Prévue pour entrer en vigueur le 1er janvier 2016, la réforme aura enfin pour conséquence le report des élections régionales en décembre 2015.

Découpage rime enfin avec assemblage. En dissociant les aspects institutionnel et matériel, le législateur a fait le choix de penser dans un premier temps des régions d’envergure géographique, pour s’occuper dans un second temps de leurs compétences, mais sans les doter systématiquement de pouvoirs correspondants.

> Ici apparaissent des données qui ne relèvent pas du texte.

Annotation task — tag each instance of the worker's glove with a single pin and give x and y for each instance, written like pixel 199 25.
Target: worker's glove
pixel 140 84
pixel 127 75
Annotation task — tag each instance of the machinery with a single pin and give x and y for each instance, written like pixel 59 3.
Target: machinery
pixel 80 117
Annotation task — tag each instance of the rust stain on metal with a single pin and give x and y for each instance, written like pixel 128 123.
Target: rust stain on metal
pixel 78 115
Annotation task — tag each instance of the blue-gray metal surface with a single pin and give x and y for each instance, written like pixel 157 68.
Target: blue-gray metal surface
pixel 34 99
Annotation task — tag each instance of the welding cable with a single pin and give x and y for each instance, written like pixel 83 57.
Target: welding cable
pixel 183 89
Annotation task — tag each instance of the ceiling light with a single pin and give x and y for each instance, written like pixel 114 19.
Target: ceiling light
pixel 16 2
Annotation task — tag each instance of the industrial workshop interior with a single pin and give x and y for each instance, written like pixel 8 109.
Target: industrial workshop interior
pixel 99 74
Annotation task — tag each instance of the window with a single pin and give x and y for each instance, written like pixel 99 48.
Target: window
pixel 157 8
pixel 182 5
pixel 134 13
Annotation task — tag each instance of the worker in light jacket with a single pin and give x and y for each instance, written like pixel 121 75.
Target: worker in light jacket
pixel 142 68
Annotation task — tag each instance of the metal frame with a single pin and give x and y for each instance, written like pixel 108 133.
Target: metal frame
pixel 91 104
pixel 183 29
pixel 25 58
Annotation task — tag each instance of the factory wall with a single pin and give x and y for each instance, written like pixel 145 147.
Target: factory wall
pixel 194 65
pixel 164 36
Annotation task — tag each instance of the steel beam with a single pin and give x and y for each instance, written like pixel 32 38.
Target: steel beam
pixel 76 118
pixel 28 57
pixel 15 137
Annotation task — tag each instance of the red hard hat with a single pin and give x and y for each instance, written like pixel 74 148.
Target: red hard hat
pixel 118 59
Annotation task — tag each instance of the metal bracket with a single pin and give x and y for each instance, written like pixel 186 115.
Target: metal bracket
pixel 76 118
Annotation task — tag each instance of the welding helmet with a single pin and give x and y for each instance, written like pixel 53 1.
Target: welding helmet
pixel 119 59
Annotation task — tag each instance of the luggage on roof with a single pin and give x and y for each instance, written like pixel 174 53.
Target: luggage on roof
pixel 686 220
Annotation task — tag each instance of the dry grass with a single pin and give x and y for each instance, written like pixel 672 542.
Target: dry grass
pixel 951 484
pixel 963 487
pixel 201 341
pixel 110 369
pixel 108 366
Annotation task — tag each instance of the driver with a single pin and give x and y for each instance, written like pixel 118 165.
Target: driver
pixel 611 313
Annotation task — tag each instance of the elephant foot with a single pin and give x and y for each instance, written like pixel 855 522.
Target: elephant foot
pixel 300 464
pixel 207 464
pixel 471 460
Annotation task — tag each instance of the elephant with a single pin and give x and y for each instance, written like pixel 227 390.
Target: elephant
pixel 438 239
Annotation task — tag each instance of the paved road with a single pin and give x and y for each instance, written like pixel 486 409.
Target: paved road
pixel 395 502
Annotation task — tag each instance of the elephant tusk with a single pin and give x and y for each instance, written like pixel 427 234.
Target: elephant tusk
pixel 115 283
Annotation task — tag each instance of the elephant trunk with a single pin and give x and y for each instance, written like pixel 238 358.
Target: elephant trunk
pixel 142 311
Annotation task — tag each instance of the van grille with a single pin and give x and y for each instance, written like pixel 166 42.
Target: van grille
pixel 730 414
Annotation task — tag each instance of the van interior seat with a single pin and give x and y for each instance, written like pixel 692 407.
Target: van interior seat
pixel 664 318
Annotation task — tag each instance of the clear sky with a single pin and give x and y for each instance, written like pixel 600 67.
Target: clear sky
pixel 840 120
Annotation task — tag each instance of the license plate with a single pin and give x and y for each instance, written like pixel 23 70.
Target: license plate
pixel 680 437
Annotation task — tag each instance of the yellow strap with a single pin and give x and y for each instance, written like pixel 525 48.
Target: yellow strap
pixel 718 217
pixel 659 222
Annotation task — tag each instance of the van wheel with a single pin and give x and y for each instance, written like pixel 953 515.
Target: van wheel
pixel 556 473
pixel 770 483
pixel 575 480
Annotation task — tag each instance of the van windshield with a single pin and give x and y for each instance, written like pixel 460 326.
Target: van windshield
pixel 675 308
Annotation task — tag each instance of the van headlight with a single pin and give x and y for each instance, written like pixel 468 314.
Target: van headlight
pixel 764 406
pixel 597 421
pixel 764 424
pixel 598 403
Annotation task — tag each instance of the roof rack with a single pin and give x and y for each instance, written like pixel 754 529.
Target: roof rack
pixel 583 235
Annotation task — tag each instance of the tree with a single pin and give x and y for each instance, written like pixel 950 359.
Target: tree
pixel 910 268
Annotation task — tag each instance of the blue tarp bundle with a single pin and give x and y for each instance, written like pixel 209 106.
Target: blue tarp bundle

3. Une décentralisation à la carte

La nouvelle carte régionale n’est qu’une étape de la grande réforme territoriale française. Les futures régions devront en effet se positionner dans un ensemble plus vaste, en prenant en considération l’évolution de structures actuelles (le département, l’intercommunalité) et celles en devenir (métropoles). Si la concurrence des métropoles européennes figurait parmi les objectifs de la loi du 16 janvier 2015, la concurrence des métropoles françaises (notamment dotées de statut particulier comme Lyon ou de compétences spécifiques comme le Grand Paris) constitue une variable avec de nombreuses inconnues. Ces dernières tiennent essentiellement dans les compétences qui seront nouvellement réparties entre les différents niveaux territoriaux, en cours de discussion actuellement au Parlement (projet de loi portant nouvelle organisation territoriale de la République). Les futures régions pourront concéder des compétences aux métropoles tout en constituant des « chefs de file » en matière économique. Pour ce faire, la question de leurs moyens interroge. Significative à cet égard est l’absence persistante de reconnaissance d’un pouvoir fiscal réel. Si le regroupement des régions emportera la fusion des institutions, celle des personnels et donc des moyens, elle impliquera également celle des budgets, les actifs mais aussi et surtout les passifs. Le mariage n’est pas heureux pour toutes les parties. La question délicate du partage de la dette réapparaîtra, notamment dans les « super-régions » regroupant des régions faiblement endettées (par exemple : Alsace ; Languedoc-Roussillon ; Nord-Pas-de-Calais ; Basse-Normandie) avec des régions plutôt endettées (respectivement Champagne-Ardenne ; Midi-Pyrénées ; Picardie ; Haute-Normandie).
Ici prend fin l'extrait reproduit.